Leserbrief

Haus am Markt

Respekt und Hut ab vor dieser Entscheidung

Ich war und bin kein besonderer Freund unseres Bürgermeisters, was ich auch in diversen Kommentaren zum Ausdruck gebracht habe. Genauso wenig war ich ein Freund des Plans, das Haus am Markt abzureißen. Der Beschluss wurde von der Stadtverordnetenversammlung gefasst und zwischenzeitlich umgesetzt.

Jetzt, wo Sankt Georg wunderbar in Erscheinung tritt und sehr viele Bürger sich für den Erhalt des Anblickes ausgesprochen haben, hat Rolf Richter zunächst eine Denkpause verordnet, da wohl auch bei ihm Zweifel an der Richtigkeit einer Neubebauung gekommen sind. Hut ab und mein Respekt vor dieser Entscheidung. Das war zu diesem Zeitpunkt die einzig richtige Entscheidung.
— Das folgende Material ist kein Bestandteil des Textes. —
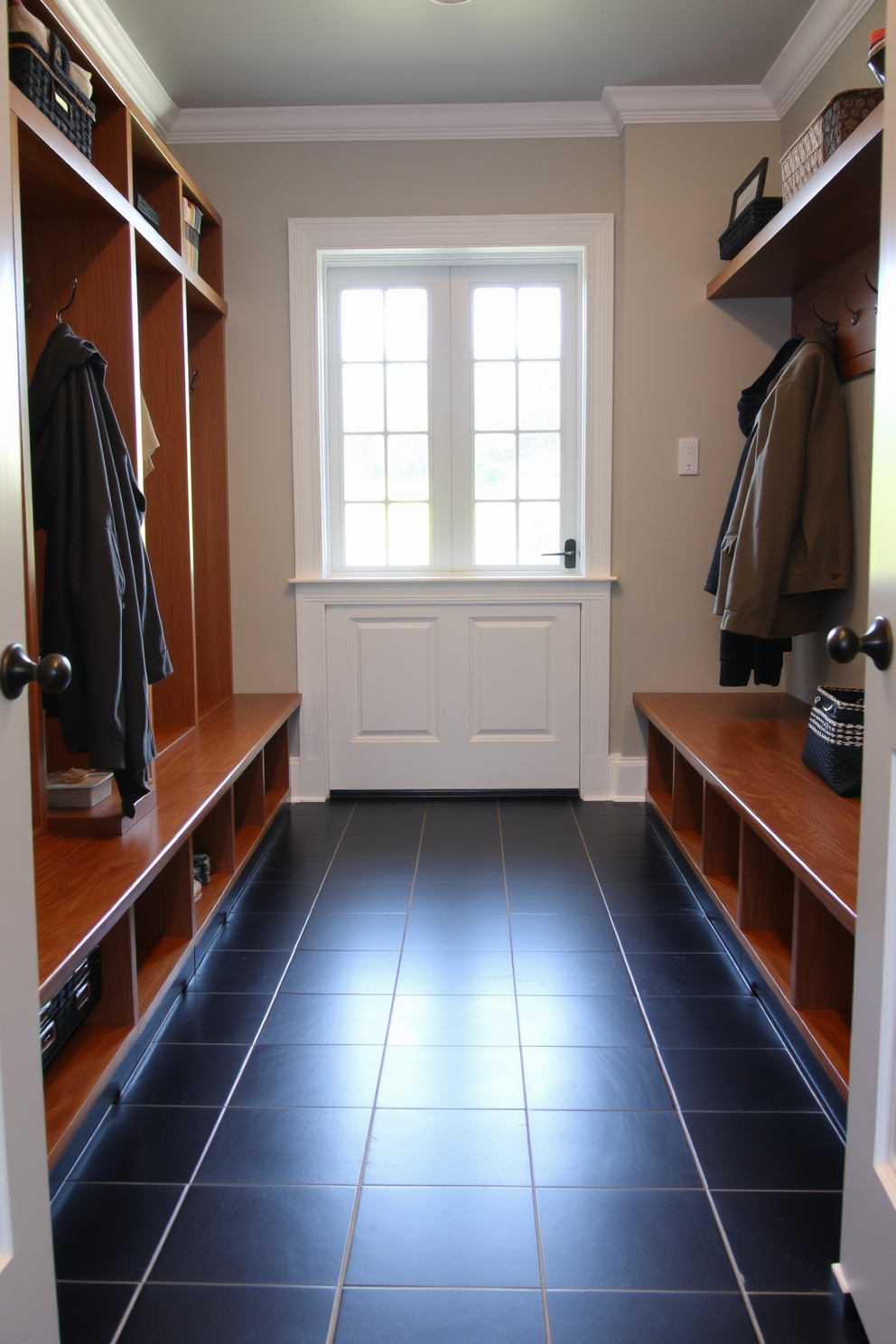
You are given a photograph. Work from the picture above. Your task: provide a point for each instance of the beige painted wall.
(680, 360)
(257, 189)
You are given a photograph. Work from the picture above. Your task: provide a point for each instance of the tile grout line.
(352, 1223)
(733, 1260)
(223, 1109)
(526, 1098)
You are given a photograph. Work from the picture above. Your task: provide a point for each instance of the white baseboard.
(626, 779)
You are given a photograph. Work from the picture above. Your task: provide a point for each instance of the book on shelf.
(192, 228)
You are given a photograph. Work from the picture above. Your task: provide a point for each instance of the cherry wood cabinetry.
(774, 847)
(222, 774)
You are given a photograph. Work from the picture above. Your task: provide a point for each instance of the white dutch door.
(868, 1252)
(453, 440)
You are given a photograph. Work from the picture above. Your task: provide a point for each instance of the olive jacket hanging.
(790, 535)
(99, 605)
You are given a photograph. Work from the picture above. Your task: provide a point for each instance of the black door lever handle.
(568, 553)
(52, 674)
(877, 643)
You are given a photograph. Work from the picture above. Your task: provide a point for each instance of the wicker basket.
(835, 123)
(43, 79)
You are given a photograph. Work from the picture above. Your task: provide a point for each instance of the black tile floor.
(460, 1071)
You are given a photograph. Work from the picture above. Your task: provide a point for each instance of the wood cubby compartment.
(248, 807)
(772, 845)
(275, 770)
(659, 770)
(222, 771)
(686, 804)
(766, 905)
(720, 856)
(164, 926)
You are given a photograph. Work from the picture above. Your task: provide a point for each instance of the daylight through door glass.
(385, 378)
(516, 424)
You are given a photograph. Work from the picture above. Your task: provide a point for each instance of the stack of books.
(192, 225)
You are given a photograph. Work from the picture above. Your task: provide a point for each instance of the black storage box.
(747, 225)
(68, 1010)
(44, 79)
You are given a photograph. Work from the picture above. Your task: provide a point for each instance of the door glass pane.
(363, 467)
(408, 534)
(496, 534)
(493, 322)
(407, 324)
(407, 398)
(496, 467)
(408, 467)
(539, 467)
(363, 398)
(539, 532)
(495, 397)
(539, 322)
(364, 535)
(540, 396)
(361, 324)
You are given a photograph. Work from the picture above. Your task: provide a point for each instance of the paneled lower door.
(453, 696)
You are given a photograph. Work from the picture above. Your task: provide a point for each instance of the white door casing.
(868, 1250)
(453, 696)
(27, 1291)
(419, 729)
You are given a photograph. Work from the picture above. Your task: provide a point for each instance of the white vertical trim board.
(312, 241)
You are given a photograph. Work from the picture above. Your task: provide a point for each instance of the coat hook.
(61, 311)
(832, 327)
(873, 288)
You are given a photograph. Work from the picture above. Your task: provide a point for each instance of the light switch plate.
(688, 456)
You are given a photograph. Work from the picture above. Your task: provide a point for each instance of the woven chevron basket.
(835, 740)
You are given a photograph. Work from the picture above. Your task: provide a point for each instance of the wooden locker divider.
(157, 183)
(209, 464)
(720, 854)
(248, 807)
(766, 905)
(822, 975)
(686, 804)
(659, 770)
(215, 837)
(74, 1078)
(164, 926)
(167, 490)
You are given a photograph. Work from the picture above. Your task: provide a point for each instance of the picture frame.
(751, 189)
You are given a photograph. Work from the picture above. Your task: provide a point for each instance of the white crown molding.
(812, 44)
(99, 27)
(824, 27)
(634, 104)
(394, 121)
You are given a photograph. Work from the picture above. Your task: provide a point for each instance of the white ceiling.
(286, 52)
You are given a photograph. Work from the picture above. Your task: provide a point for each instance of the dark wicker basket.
(44, 79)
(835, 740)
(747, 225)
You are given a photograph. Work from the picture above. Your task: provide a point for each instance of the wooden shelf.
(58, 182)
(832, 217)
(83, 886)
(772, 845)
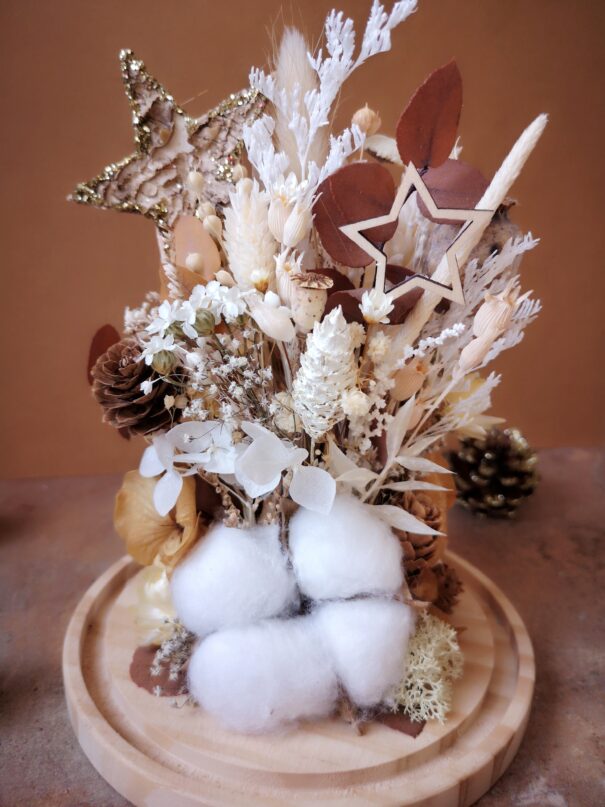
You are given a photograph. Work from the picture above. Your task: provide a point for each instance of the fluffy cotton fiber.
(348, 552)
(233, 577)
(367, 641)
(261, 677)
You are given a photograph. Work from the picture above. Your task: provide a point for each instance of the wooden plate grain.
(157, 755)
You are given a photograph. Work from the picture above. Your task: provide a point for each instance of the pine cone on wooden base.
(117, 378)
(495, 473)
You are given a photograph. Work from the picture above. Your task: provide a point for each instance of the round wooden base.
(160, 756)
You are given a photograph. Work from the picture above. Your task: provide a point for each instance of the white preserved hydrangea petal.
(259, 468)
(313, 488)
(167, 491)
(272, 320)
(150, 464)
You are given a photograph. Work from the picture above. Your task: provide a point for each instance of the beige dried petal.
(307, 306)
(148, 535)
(408, 380)
(367, 119)
(297, 226)
(476, 350)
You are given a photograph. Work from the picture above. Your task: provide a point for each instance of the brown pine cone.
(117, 378)
(449, 587)
(428, 577)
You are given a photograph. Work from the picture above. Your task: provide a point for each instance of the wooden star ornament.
(445, 281)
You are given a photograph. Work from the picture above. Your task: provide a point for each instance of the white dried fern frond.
(249, 244)
(295, 77)
(306, 112)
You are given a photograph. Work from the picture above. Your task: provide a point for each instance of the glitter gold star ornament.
(170, 144)
(445, 282)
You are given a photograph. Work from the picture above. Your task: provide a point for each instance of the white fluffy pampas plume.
(348, 552)
(328, 370)
(248, 241)
(233, 577)
(293, 70)
(263, 676)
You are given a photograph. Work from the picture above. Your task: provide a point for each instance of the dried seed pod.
(195, 182)
(408, 380)
(206, 209)
(312, 280)
(307, 306)
(476, 350)
(238, 172)
(225, 278)
(495, 314)
(297, 226)
(214, 226)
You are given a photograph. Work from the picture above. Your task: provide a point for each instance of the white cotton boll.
(233, 577)
(264, 676)
(347, 552)
(367, 640)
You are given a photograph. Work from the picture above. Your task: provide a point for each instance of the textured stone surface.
(56, 538)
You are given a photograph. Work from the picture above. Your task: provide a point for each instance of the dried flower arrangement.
(319, 330)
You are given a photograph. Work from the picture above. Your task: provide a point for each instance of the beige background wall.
(66, 270)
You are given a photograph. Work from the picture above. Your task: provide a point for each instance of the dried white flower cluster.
(286, 366)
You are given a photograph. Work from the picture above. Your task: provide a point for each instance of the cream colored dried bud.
(163, 362)
(408, 380)
(495, 314)
(367, 119)
(260, 279)
(476, 350)
(204, 322)
(195, 262)
(214, 226)
(355, 403)
(195, 182)
(225, 278)
(279, 211)
(307, 306)
(285, 418)
(245, 186)
(238, 172)
(297, 226)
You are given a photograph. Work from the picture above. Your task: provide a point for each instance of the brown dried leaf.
(103, 339)
(349, 300)
(453, 185)
(353, 193)
(427, 128)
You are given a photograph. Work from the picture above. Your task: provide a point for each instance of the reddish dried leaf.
(401, 722)
(353, 193)
(103, 339)
(349, 300)
(455, 185)
(427, 128)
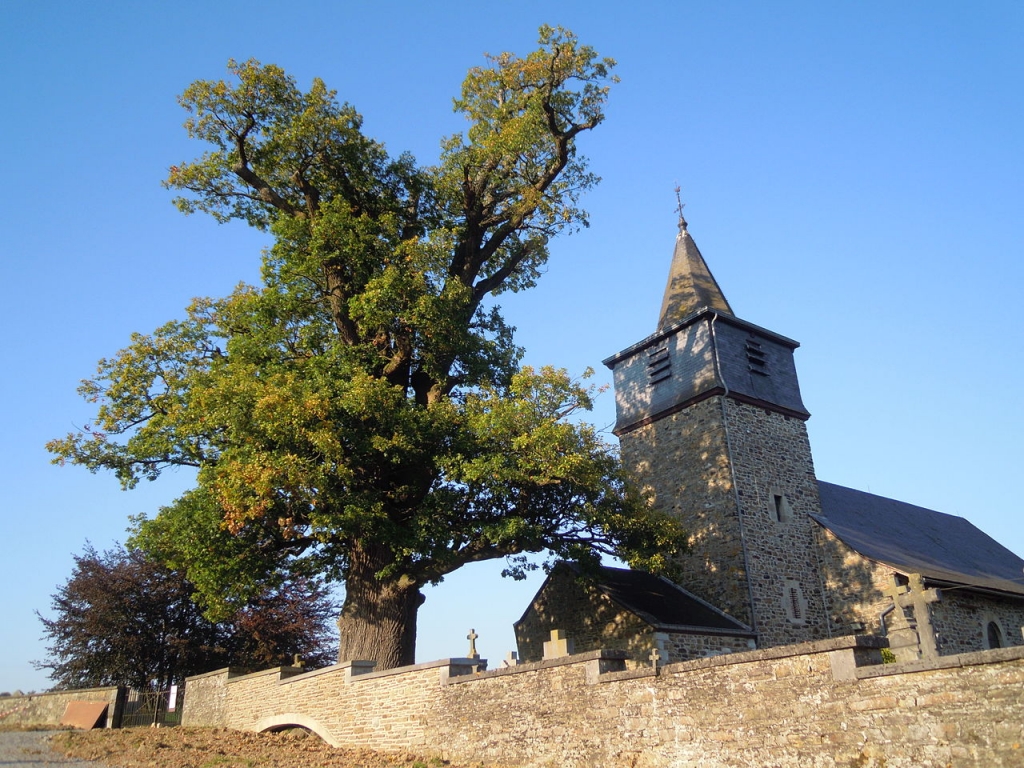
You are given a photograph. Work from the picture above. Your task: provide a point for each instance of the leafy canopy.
(364, 409)
(124, 619)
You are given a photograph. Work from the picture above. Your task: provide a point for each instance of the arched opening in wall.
(296, 726)
(993, 636)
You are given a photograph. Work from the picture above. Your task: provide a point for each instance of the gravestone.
(912, 638)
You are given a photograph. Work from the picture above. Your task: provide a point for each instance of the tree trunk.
(378, 619)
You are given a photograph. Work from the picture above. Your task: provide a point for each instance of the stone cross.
(915, 597)
(558, 645)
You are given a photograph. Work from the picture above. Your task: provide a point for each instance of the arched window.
(994, 635)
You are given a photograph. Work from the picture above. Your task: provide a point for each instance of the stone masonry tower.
(710, 419)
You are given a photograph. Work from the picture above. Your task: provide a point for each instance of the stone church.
(710, 419)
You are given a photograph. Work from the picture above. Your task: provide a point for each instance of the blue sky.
(852, 172)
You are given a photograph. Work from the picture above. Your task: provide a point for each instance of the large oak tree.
(363, 413)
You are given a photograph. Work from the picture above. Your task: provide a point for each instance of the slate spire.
(691, 286)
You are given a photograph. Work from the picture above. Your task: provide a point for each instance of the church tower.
(710, 419)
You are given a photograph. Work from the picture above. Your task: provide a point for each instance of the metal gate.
(146, 708)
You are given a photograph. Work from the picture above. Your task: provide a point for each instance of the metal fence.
(144, 708)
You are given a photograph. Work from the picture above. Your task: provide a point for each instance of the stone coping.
(281, 672)
(547, 664)
(60, 692)
(847, 642)
(440, 663)
(685, 629)
(974, 658)
(225, 671)
(640, 672)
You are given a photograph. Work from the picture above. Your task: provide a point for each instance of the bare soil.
(219, 748)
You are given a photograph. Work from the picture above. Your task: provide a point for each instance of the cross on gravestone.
(915, 597)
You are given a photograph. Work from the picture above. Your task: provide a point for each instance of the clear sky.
(853, 172)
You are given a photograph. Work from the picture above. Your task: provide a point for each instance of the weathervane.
(680, 205)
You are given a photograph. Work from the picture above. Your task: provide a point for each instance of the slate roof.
(660, 602)
(691, 286)
(914, 540)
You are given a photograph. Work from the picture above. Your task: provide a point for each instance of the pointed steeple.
(691, 286)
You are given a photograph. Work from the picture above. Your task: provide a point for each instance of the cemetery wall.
(824, 704)
(47, 709)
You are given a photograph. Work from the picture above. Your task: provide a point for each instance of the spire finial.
(680, 205)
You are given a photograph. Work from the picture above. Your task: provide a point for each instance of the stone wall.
(683, 461)
(821, 704)
(596, 622)
(719, 465)
(48, 709)
(771, 457)
(856, 588)
(593, 621)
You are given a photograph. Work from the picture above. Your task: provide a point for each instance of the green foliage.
(361, 414)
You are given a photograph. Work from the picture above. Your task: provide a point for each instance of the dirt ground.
(218, 748)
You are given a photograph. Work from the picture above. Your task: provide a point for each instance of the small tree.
(123, 619)
(363, 414)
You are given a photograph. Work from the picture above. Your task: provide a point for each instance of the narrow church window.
(994, 635)
(658, 365)
(795, 603)
(780, 509)
(757, 360)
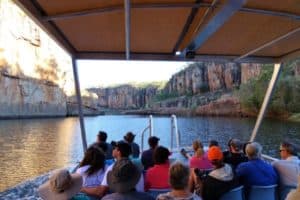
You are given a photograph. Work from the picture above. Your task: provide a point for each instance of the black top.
(147, 159)
(234, 159)
(214, 188)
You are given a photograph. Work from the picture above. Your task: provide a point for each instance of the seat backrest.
(155, 192)
(284, 190)
(262, 192)
(234, 194)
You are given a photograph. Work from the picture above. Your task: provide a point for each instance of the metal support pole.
(78, 96)
(275, 76)
(127, 27)
(150, 126)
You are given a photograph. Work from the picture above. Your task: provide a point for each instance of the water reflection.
(34, 146)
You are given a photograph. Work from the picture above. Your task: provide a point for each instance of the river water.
(30, 147)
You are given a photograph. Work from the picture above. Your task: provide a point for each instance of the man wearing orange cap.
(220, 180)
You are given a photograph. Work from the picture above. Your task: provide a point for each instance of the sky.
(105, 73)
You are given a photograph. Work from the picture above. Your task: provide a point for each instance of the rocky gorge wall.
(124, 96)
(186, 91)
(24, 97)
(35, 73)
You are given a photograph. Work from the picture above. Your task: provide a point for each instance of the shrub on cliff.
(286, 97)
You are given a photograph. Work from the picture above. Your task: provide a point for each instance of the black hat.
(123, 177)
(153, 141)
(123, 147)
(129, 137)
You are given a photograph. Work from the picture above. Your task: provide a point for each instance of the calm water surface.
(31, 147)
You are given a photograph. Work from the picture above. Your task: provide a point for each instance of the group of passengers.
(110, 171)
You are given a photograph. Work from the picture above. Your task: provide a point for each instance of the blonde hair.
(197, 144)
(198, 148)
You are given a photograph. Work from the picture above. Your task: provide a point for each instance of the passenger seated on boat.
(92, 168)
(101, 143)
(121, 151)
(294, 194)
(179, 177)
(199, 159)
(147, 155)
(213, 143)
(256, 171)
(219, 181)
(122, 180)
(234, 156)
(135, 148)
(61, 185)
(288, 168)
(157, 176)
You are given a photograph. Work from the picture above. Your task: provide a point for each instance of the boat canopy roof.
(173, 30)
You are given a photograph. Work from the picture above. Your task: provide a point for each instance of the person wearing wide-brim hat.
(61, 186)
(135, 148)
(122, 181)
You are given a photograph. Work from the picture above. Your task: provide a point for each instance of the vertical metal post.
(172, 132)
(127, 27)
(272, 83)
(78, 97)
(150, 126)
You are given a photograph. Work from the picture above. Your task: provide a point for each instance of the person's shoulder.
(112, 196)
(195, 197)
(82, 170)
(143, 195)
(165, 196)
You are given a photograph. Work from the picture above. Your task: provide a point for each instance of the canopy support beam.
(127, 28)
(271, 87)
(97, 11)
(79, 103)
(229, 8)
(268, 44)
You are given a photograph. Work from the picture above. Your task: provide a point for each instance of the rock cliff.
(24, 97)
(124, 96)
(186, 92)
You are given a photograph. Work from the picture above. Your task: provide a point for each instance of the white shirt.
(92, 180)
(139, 186)
(288, 170)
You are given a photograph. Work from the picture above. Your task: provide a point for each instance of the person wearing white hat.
(61, 186)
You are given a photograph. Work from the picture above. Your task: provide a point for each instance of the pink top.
(200, 162)
(157, 177)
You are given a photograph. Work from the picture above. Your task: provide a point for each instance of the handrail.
(150, 127)
(268, 158)
(174, 130)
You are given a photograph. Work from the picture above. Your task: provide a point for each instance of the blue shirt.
(256, 172)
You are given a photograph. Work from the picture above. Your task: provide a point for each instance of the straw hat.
(61, 186)
(214, 153)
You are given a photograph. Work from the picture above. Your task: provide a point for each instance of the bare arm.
(98, 191)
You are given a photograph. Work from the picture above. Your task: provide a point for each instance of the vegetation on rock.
(286, 97)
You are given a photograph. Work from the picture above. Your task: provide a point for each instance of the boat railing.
(150, 128)
(174, 132)
(269, 159)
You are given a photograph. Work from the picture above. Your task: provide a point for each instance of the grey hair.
(289, 147)
(179, 176)
(253, 150)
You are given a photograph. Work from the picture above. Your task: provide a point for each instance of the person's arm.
(98, 191)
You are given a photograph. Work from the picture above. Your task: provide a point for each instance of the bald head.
(253, 150)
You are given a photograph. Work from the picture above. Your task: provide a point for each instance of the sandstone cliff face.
(249, 71)
(200, 78)
(124, 97)
(197, 85)
(89, 104)
(22, 97)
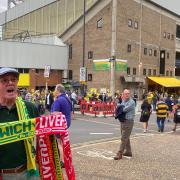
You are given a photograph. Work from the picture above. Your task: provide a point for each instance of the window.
(129, 48)
(90, 54)
(167, 73)
(136, 25)
(37, 71)
(150, 52)
(144, 72)
(172, 36)
(70, 74)
(171, 73)
(128, 71)
(149, 72)
(168, 35)
(89, 77)
(100, 23)
(70, 51)
(145, 51)
(155, 52)
(26, 70)
(134, 71)
(154, 72)
(129, 23)
(21, 70)
(164, 34)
Und was machen der politische Gegner und auch die „Vereinigung der mutigen Bürger“? Kritisieren die Entscheidung, obwohl gerade die VdmB doch eine Denkpause gefordert hat. Nichts anderes ist eingetreten, aber das ist auch wieder nicht richtig?

Es ist jetzt Zeit über das weitere Vorgehen am Marktplatz nachzudenken – und zwar mit allen Gruppierungen und natürlich auch möglichst vielen Bürgern. Der Bürgermeister mag maßgeblich an der Entscheidung für den Abriss des Hauses am Markt beteiligt gewesen sein, aber letztlich endgültig entschieden haben das die Stadtverordneten.

In meinen Augen wäre es sinnvoll, die Verhandlungen mit dem Eigentümer des Fachwerkensembles auf der linken unteren Seite des Marktplatzes wieder aufzunehmen. Natürlich soll, kann und darf die Stadt nicht jeden beliebigen Preis zahlen. Aber wenn dort das Café Extrablatt und zum Beispiel Arztpraxen Platz finden würden, könnte das meines Erachtens wirklich für eine Belebung des Marktplatzes und der Innenstadt sorgen.